In one embodiment, the device is adapted to create a per-block usage table with a valid bit per segment in that block to indicate which segment has valid data, along with a program/erase- count field for use by a wear-levelling algorithm.
In one embodiment, the device is adapted to write vital control information including logical addresses and for-erasure and valid flags, to a non-volatile memory spare area as part of normal write operations, coupled with a scan through the spare area following power-up, which may follow either a planned or an unexpected power-down, to re-construct the key remap tables and other vital information.
In one embodiment, the device is adapted to use linked-lists of previous mapped addresses and theix program/erase-count numbers invoked with every normal data write to non-volatile memory, and an associated recovery mechanism, such that the non-volatile memory always contains the most recent information needed to rebuild the complete re-map table after power- down, whether expected or unexpected.

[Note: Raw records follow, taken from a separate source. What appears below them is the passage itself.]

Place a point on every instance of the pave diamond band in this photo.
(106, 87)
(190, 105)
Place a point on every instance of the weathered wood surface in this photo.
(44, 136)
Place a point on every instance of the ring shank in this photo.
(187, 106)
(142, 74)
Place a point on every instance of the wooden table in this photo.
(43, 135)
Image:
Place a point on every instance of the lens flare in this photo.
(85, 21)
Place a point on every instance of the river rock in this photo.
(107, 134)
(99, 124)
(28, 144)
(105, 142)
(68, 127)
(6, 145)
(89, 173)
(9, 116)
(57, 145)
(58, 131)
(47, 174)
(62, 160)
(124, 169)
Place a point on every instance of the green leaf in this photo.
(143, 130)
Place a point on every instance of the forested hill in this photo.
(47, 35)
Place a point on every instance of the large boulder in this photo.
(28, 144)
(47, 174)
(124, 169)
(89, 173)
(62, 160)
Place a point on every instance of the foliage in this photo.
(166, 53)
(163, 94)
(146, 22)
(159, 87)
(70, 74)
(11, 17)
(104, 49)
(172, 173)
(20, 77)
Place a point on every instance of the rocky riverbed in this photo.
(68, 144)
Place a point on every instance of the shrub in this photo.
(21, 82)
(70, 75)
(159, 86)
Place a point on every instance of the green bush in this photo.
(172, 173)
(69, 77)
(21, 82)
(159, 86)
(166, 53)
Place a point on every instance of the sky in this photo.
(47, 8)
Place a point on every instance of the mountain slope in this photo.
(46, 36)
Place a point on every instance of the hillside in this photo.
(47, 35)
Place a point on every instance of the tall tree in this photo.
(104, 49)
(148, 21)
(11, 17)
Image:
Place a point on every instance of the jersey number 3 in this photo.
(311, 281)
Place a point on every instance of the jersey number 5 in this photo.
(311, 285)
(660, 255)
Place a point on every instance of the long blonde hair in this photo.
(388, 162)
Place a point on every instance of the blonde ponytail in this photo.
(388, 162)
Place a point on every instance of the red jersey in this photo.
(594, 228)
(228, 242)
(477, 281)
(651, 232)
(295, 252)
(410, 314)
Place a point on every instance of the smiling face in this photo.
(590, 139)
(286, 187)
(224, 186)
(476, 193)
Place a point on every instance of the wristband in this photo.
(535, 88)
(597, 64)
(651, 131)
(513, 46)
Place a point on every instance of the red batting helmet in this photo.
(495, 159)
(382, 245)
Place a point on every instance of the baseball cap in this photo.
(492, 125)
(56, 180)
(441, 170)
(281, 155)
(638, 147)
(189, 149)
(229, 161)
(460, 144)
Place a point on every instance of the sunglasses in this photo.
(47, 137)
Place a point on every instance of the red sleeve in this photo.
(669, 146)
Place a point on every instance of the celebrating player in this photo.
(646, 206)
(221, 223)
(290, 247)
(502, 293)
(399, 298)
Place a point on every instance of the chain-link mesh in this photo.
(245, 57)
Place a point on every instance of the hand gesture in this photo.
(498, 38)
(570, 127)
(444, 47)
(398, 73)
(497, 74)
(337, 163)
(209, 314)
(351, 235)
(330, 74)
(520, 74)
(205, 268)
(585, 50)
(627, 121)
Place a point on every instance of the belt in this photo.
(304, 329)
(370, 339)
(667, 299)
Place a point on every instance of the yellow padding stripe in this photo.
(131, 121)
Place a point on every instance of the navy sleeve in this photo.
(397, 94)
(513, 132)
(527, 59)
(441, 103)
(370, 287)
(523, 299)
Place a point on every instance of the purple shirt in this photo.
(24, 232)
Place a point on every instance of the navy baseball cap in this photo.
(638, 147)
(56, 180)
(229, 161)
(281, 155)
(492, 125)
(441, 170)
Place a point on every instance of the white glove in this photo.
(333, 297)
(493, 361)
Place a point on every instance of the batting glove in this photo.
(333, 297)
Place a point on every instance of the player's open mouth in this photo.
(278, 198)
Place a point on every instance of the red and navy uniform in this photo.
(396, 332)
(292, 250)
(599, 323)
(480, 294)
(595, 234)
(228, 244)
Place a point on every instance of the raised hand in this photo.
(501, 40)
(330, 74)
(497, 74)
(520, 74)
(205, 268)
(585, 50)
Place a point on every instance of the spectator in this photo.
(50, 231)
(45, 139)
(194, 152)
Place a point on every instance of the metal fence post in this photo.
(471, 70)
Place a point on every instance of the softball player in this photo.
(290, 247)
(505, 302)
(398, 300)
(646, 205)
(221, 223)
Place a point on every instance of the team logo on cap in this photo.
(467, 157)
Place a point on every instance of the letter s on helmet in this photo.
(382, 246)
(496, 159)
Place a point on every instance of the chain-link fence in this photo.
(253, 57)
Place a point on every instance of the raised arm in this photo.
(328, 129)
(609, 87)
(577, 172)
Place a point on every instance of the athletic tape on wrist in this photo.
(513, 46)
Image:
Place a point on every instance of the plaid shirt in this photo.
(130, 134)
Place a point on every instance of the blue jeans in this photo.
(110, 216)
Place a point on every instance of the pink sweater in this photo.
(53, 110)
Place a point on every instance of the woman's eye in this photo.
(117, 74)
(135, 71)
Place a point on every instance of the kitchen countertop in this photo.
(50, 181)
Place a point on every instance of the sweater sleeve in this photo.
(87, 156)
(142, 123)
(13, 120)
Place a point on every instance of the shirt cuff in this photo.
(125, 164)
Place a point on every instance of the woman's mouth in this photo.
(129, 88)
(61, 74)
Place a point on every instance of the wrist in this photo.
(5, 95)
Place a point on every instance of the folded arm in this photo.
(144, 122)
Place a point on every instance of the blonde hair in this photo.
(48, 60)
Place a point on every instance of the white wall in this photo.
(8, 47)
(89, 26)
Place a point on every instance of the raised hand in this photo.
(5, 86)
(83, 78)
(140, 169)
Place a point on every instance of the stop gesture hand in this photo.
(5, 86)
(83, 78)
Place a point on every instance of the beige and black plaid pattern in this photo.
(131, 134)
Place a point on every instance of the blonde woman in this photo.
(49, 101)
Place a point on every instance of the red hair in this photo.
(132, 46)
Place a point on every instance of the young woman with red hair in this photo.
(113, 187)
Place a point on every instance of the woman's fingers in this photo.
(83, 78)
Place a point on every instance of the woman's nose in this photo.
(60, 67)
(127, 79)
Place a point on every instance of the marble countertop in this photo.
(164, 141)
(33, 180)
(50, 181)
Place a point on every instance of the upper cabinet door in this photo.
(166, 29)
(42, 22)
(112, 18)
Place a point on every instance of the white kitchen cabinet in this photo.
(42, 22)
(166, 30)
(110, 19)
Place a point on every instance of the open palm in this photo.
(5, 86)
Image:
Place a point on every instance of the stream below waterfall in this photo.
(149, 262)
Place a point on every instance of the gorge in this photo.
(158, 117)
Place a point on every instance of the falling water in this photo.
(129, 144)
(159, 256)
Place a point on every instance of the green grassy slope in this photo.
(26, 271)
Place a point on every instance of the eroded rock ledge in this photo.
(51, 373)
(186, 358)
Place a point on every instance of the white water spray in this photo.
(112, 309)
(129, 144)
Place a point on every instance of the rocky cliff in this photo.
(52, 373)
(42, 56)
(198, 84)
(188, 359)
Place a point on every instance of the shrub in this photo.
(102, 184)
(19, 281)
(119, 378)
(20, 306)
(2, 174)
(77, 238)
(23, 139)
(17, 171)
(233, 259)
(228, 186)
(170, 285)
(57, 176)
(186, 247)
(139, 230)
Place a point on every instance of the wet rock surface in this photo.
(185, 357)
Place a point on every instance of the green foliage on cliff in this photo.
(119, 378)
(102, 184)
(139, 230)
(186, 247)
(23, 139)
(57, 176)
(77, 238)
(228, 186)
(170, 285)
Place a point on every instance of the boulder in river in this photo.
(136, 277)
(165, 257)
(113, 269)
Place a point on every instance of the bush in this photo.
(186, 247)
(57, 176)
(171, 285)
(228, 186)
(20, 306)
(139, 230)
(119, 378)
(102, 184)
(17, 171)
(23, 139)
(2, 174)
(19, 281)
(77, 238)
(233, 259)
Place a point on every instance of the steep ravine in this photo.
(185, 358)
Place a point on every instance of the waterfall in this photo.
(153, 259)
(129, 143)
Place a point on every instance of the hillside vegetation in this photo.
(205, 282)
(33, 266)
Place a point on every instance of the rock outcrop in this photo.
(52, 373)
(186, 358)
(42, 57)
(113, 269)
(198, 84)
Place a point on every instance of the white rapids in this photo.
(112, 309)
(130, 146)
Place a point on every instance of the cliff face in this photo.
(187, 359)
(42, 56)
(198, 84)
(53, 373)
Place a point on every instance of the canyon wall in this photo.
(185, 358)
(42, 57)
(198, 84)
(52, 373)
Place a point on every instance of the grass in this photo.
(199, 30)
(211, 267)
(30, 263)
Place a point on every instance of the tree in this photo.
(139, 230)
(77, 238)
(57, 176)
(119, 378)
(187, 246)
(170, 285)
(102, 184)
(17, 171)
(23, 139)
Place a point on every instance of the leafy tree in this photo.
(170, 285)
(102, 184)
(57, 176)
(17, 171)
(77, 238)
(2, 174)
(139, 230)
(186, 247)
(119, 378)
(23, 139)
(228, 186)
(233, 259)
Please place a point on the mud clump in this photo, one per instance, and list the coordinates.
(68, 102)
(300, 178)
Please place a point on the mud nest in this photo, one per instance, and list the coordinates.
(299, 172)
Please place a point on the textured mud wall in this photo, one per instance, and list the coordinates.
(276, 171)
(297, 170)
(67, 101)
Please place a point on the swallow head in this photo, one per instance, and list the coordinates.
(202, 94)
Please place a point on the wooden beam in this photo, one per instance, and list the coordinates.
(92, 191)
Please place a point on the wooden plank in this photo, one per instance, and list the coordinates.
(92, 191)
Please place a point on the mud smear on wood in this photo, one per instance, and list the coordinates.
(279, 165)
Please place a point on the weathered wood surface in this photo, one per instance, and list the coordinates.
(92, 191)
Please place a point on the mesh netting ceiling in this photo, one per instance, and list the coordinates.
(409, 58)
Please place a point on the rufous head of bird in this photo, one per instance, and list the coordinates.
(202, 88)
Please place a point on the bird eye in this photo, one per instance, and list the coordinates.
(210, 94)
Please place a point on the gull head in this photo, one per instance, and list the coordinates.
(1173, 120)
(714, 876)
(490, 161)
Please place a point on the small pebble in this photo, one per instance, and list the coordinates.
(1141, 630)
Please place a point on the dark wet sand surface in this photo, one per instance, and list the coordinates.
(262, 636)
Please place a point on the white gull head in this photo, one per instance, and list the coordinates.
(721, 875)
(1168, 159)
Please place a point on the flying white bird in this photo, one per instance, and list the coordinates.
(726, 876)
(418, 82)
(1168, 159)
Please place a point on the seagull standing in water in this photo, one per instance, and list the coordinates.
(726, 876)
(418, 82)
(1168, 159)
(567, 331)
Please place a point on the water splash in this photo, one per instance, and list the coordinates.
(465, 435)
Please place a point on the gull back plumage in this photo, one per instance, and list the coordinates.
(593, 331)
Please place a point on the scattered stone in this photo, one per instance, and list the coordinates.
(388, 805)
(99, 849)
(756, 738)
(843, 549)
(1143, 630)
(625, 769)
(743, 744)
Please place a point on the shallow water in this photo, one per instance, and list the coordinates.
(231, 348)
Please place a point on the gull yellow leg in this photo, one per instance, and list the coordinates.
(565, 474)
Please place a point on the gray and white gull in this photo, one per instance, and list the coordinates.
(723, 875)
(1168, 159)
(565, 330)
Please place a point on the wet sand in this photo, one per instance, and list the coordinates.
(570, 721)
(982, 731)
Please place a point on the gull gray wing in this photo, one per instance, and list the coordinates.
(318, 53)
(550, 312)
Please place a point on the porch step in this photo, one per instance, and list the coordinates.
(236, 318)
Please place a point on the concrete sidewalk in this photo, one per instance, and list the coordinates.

In one embodiment, the device is adapted to use timestamps or sequence numbers invoked with every normal data write to non-volatile memory, and an associated recovery mechanism, such that the non-volatile memory always contains the most recent information needed to rebuild the complete re-map table after power-down, whether expected or unexpected.
In other aspects, the invention provides a computer readable medium comprising software code for implementing operations of a programming system of an emulation system as defined above in any embodiment. Detailed Description of the Invention
The invention will be more clearly understood from the following description of some embodiments thereof, given by way of example only with reference to the accompanying drawings in which:-
Fig. 1 is a block diagram illustrating a system for automated emulation of computer storage peripheral devices;
Fig. 2 is a diagram illustrating a programmable storage peripheral device of the system in more detail;
Fig. 3 is a sample remap table used by the system, in particular being part of the core functionality of the programmable device to emulate a storage peripheral; Fig. 4 is a sample block usage table of the programmable device;
Figs. 5 and 6 show data caching of the programmable device; and
Fig. 7 is a sample table for physically addressed remap lookup of the programmable device.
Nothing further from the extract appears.